これに対し、「僧侶の妻帯によって日本仏教は堕落した」という厳しい批判もあれば、「在家仏教だからこそ、僧侶は一般信者が抱える夫婦間、親子間の問題が理解でき、親身になって相談に乗れる」いう評価もあります。
生涯独身を貫いた沢木老師は、僧侶の妻帯についてどう考えていたでしょう。
「沢木興道聞き書き」(酒井得元著、講談社学術文庫 )で、沢木老師は結婚しなかった理由について「自分の一生を決めていた。すなわち、ゆかんならんところへゆくばかりである、と」と述べています。
仏道を突き進むことが自分の人生のすべてであり、それ以外のことを考える余裕などなかったということでしょう。
決して女性が嫌いだったわけでなく、若い頃に、ある名家の美人の娘の婿になってほしいと頼まれ、頭がウズウズして一夜眠られなかった話を披露しています。
また、一目を置いていた大師匠が、伴僧を連れて堂々と後家さんのところへ通っていたことも明かしています。
佐藤老師が実際にどう思っていたのか、少し長いですが、以下に抜粋します。
細君のある人にも高潔な人があるし、肉食する人にも、他のすべてを保っている人もないわけではない。
反対に鰹節のだしがちょっと入っていても吐き出すというような持戒堅固な人が、かえってそれが鼻にかかって、じつにキザで、嫌みのある狭量な、人格的にはどうかと思うような人もある。
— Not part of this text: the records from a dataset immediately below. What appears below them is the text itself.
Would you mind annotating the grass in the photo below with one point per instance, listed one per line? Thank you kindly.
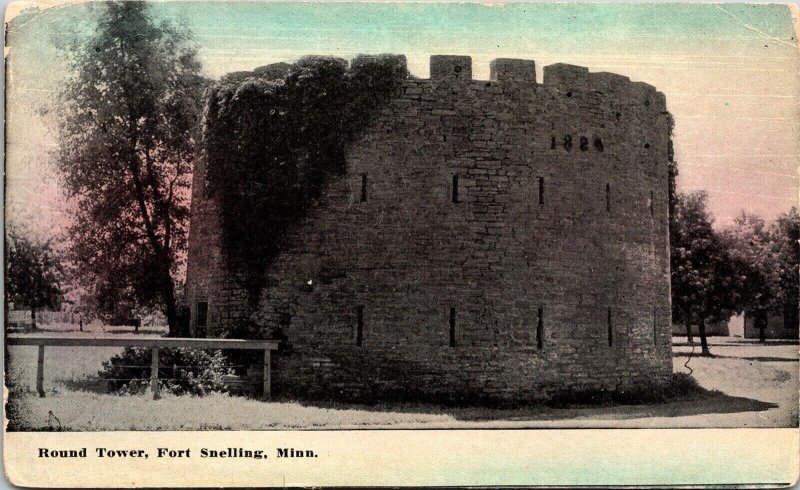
(744, 385)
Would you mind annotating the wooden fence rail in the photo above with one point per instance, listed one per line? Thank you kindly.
(153, 343)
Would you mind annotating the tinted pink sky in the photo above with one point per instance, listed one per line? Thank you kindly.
(730, 74)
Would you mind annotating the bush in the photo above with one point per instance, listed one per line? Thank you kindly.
(181, 371)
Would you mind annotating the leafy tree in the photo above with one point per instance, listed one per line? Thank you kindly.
(785, 236)
(703, 278)
(33, 273)
(752, 254)
(128, 121)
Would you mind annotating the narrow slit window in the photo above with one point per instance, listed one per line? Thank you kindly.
(598, 144)
(452, 327)
(202, 314)
(363, 187)
(360, 326)
(540, 329)
(655, 327)
(541, 190)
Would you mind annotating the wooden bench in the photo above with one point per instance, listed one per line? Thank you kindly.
(153, 343)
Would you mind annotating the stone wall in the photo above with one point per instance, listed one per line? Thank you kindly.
(496, 238)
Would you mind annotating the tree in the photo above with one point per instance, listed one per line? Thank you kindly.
(128, 128)
(703, 278)
(33, 273)
(753, 256)
(785, 235)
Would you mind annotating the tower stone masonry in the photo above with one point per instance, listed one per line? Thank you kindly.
(494, 238)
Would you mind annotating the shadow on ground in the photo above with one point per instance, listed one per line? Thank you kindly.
(710, 402)
(758, 359)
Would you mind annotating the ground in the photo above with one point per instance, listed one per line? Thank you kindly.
(753, 385)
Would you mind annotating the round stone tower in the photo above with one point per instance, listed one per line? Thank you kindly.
(491, 238)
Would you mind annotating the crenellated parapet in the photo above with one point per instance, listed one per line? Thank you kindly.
(504, 238)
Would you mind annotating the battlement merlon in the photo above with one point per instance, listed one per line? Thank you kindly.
(513, 70)
(578, 78)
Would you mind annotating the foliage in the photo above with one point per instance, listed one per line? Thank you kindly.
(33, 272)
(128, 120)
(786, 242)
(704, 282)
(182, 371)
(751, 254)
(273, 137)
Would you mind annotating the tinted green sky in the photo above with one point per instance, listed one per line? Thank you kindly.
(730, 73)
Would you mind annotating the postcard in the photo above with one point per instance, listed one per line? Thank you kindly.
(401, 244)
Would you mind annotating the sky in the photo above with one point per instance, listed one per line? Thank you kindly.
(730, 73)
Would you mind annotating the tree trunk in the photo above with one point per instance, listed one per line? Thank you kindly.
(703, 339)
(688, 318)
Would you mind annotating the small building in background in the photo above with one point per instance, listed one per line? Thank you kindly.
(715, 329)
(777, 324)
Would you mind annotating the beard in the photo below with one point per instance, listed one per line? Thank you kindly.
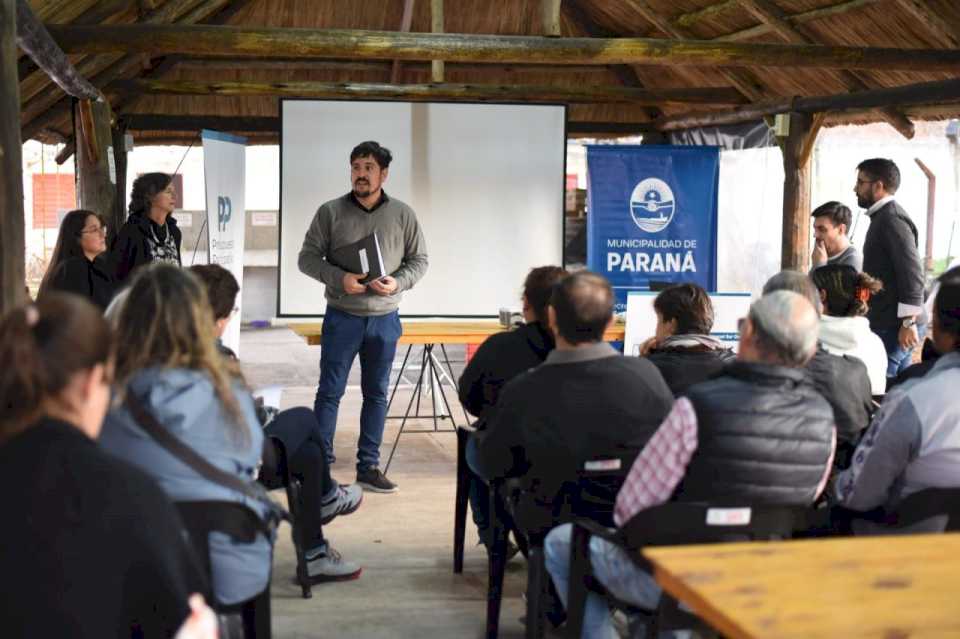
(362, 188)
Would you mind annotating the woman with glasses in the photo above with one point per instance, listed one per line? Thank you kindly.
(79, 263)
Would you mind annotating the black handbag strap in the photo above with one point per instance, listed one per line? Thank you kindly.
(192, 458)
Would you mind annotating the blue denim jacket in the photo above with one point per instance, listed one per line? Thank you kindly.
(184, 401)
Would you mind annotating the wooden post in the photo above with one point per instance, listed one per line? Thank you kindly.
(797, 149)
(550, 14)
(12, 239)
(96, 171)
(436, 26)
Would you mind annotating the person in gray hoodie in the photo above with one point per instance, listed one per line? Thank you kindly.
(168, 361)
(361, 318)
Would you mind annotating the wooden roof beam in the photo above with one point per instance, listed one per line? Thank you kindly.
(794, 19)
(770, 14)
(924, 93)
(481, 92)
(746, 82)
(33, 38)
(317, 43)
(947, 31)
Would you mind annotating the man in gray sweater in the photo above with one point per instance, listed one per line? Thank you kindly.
(362, 318)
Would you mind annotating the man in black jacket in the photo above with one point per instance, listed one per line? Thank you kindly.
(584, 401)
(498, 360)
(890, 255)
(842, 380)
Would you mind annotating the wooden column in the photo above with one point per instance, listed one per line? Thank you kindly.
(436, 21)
(797, 148)
(96, 173)
(12, 242)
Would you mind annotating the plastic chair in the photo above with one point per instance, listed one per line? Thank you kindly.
(274, 474)
(674, 523)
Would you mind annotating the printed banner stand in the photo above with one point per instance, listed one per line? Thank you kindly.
(728, 308)
(224, 172)
(652, 217)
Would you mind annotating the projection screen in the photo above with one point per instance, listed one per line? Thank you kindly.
(486, 182)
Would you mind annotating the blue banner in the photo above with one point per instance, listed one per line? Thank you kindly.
(652, 215)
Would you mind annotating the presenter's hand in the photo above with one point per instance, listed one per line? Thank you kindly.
(819, 256)
(352, 285)
(386, 285)
(908, 337)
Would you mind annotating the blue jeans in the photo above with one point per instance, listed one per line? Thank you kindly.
(345, 336)
(612, 567)
(898, 358)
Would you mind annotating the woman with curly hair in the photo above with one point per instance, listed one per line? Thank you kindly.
(150, 233)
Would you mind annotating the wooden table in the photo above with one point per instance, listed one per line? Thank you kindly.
(884, 587)
(451, 332)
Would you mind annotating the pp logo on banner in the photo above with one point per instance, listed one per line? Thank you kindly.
(652, 205)
(224, 212)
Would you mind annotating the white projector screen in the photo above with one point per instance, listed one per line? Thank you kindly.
(485, 180)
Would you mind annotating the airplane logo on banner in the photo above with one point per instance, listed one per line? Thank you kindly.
(652, 205)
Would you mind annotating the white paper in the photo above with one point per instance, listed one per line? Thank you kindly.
(271, 395)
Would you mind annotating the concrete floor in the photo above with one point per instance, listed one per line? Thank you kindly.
(403, 541)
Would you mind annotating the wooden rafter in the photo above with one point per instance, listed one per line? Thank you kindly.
(406, 21)
(322, 43)
(480, 92)
(770, 14)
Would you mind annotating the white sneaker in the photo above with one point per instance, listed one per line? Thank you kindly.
(331, 566)
(345, 500)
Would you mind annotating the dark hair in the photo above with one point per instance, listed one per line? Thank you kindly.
(583, 304)
(690, 305)
(372, 149)
(42, 346)
(847, 291)
(221, 285)
(837, 212)
(538, 287)
(947, 304)
(68, 242)
(796, 282)
(145, 188)
(882, 170)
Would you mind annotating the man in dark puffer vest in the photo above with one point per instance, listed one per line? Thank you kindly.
(758, 434)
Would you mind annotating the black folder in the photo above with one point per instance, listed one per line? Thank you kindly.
(362, 256)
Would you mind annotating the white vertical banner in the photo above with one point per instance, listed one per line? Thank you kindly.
(224, 171)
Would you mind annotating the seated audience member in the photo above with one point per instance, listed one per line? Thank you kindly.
(90, 546)
(78, 264)
(323, 498)
(585, 400)
(757, 433)
(498, 360)
(167, 364)
(682, 349)
(844, 328)
(914, 440)
(150, 233)
(842, 380)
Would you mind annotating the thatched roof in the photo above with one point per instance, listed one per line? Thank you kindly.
(860, 23)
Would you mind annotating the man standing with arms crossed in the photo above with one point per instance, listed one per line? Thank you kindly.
(890, 255)
(362, 318)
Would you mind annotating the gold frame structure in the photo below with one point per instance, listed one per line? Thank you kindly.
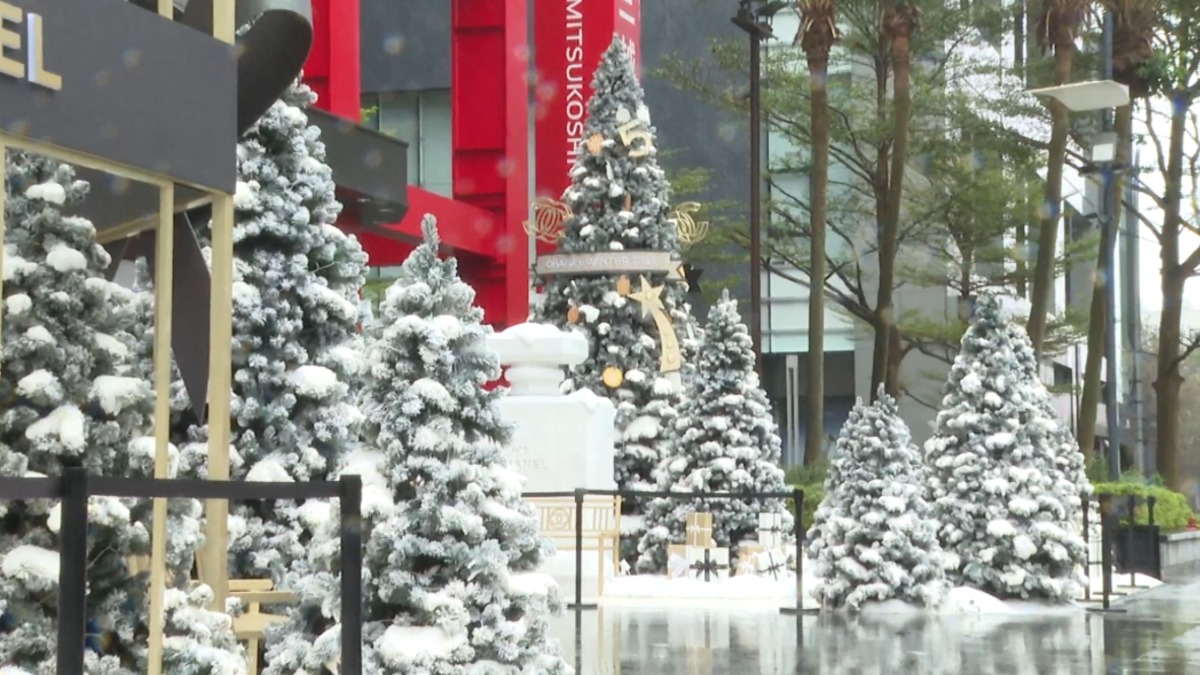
(221, 329)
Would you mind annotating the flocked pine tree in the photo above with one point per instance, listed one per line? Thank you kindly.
(727, 443)
(874, 537)
(619, 201)
(1005, 475)
(76, 395)
(295, 350)
(450, 547)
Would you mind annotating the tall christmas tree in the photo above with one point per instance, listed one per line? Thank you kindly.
(449, 569)
(727, 443)
(619, 202)
(66, 404)
(873, 536)
(295, 351)
(1005, 475)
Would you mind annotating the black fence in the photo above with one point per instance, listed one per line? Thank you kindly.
(796, 495)
(75, 487)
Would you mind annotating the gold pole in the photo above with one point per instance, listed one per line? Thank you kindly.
(163, 282)
(220, 388)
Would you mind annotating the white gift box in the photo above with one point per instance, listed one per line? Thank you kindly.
(708, 565)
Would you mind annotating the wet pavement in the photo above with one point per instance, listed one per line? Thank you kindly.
(1156, 632)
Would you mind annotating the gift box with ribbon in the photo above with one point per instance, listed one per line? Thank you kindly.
(699, 530)
(771, 530)
(708, 563)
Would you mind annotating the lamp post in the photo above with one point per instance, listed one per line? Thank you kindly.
(1103, 95)
(754, 23)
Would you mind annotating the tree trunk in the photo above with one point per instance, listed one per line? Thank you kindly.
(900, 23)
(1048, 234)
(1169, 381)
(819, 67)
(1097, 324)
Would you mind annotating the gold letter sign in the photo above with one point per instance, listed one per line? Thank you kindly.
(34, 66)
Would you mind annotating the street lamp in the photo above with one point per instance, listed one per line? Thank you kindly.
(753, 17)
(1103, 95)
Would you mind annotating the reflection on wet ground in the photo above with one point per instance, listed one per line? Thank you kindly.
(1157, 633)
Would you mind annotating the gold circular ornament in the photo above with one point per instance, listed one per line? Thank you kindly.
(613, 377)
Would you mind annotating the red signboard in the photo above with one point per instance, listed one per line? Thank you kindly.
(570, 37)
わたしはいつも「出家とは自己の生活を創造するものである」といっているが、いまの坊さんたちも、せっかく仏門に身を置いたのだから、細君があるならあるでいい、子供があるならあるでいい、そのままでよいから、めいめい信仰というものをもって、真の仏道体験から割りだして、自分のいまのこの国での生活をいきいきと創造して、真実の生活をしてもらいたい。